デザインストーリー
道が途切れたところから
アドベンチャーというカテゴリのバイクは、舗装路の終わりを終点にしない。標識のない林道、砂利の峠、雨で抉れた轍——一般的な乗り物が引き返す場所から、彼らの本領が始まる。このデザインは、残雪が残る初春の峠を、確かな歩みで越えていく一枚を描いた。
装備という思想
アドベンチャーバイクの姿が他のジャンルと違うのは、ライダーが「持っていく」ものへの考え方が違うからだ。テント、燃料缶、修理キット、地図、衛星通信機——電気や水道のない場所で数日過ごす前提で、車体は設計されている。この備えの哲学が、車体のシルエットに表れる。
静かな到達感
峠の頂上でエンジンを切ったとき、聞こえてくるのは風の音と、自分の呼吸と、冷えていく金属がきしむ小さな音だけだ。グローブを外し、内ポケットからオリジナルZIPPO(ジッポー)ライターを取り出す。

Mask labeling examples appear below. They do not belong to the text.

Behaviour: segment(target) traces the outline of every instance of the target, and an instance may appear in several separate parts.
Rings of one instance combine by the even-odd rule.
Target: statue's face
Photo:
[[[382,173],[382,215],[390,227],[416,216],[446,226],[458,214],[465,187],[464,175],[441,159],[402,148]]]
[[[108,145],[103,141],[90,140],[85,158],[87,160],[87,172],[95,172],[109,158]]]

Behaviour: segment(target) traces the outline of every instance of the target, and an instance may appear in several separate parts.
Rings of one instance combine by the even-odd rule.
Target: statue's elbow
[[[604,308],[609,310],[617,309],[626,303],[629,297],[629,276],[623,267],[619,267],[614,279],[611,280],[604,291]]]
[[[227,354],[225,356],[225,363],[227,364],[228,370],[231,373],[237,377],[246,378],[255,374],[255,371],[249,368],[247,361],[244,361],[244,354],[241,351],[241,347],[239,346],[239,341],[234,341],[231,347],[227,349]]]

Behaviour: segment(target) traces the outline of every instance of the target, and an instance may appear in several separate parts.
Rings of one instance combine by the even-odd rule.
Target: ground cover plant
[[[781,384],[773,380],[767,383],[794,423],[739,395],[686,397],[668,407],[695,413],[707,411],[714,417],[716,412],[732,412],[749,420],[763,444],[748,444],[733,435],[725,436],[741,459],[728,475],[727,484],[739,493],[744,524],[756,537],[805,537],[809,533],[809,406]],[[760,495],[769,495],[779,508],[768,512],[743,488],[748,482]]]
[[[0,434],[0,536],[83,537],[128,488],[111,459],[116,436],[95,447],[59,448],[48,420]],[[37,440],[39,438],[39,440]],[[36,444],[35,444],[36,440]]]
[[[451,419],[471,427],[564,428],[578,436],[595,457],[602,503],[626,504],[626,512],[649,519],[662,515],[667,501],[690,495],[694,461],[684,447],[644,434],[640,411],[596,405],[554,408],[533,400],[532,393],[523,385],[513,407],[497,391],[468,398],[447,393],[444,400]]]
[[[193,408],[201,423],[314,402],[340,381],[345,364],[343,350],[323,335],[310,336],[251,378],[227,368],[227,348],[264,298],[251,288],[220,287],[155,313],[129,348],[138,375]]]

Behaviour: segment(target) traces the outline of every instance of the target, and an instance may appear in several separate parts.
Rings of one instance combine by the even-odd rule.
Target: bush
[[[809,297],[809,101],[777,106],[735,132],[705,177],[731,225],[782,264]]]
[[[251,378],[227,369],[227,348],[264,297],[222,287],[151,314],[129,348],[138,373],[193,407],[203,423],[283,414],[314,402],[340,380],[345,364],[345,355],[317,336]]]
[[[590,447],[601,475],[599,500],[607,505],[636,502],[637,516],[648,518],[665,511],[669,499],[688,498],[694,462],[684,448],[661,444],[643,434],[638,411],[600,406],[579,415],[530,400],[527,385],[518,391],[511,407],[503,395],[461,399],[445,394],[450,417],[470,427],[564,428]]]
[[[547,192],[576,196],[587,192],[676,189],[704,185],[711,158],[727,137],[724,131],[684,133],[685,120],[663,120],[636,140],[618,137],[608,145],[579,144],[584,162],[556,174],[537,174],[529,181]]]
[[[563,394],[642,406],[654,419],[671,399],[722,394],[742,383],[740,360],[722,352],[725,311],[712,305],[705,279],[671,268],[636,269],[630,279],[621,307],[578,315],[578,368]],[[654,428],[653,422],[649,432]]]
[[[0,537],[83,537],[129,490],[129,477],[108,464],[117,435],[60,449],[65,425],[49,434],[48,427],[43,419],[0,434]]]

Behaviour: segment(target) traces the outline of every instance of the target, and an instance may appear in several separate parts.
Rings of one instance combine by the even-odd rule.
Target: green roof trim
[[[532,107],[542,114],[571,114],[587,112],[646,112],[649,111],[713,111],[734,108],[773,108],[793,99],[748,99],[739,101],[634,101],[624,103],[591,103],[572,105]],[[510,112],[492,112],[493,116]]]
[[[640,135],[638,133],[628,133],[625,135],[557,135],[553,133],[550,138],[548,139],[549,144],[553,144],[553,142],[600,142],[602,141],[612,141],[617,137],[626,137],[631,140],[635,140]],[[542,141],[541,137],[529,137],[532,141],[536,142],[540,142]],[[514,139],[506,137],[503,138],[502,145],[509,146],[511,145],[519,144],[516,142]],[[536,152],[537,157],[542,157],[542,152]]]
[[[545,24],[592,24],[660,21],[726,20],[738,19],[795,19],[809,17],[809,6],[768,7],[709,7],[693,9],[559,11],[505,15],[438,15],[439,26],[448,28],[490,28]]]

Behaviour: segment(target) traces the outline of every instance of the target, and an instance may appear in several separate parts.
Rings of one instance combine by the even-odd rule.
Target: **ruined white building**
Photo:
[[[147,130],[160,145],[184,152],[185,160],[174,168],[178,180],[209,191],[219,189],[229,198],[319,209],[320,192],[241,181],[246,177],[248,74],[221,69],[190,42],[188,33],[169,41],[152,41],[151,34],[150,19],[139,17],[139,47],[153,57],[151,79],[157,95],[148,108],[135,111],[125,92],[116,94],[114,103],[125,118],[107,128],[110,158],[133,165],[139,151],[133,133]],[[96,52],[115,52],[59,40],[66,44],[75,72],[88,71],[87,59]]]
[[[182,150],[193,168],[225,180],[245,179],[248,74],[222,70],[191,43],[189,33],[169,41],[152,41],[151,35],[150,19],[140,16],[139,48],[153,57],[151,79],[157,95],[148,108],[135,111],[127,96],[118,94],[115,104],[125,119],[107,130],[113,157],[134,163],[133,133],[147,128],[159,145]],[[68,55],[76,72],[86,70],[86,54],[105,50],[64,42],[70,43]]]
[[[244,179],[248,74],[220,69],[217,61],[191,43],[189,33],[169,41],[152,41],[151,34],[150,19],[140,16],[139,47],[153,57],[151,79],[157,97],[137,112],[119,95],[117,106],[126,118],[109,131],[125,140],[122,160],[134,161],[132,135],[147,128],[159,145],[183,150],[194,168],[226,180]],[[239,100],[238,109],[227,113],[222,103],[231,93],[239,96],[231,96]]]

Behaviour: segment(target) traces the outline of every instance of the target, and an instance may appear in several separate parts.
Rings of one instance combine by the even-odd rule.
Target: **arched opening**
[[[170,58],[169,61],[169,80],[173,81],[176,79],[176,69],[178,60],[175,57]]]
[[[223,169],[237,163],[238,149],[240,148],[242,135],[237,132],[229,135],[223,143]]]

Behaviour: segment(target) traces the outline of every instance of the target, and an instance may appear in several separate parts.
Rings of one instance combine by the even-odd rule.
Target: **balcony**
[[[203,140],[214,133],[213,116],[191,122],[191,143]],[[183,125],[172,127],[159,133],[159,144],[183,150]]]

標高が高く、酸素も薄い場所での着火は、街中とは違う重みを持つ。火が立ち上がった瞬間、ようやく「ここまで来た」と実感する。
冒険の記録として
アドベンチャーライダーは、訪れた場所を地名やバッジで残す習慣を持つ人が多い。タンクバッグに貼られたステッカー、ヘルメットに描かれた緯度経度——その文化に、このデザインも参加できる。希望者には、走った峠の名前や標高をサブテキストに入れるカスタムも可能だ。
次の旅への動機
この一本を眺めるとき、思い出すのは過去の旅だけではない。地図を広げ、まだ走っていない道を探す——その新しい計画こそ、所有することの本当の意味になる。冒険を続ける理由を、ポケットの中に忍ばせておきたい。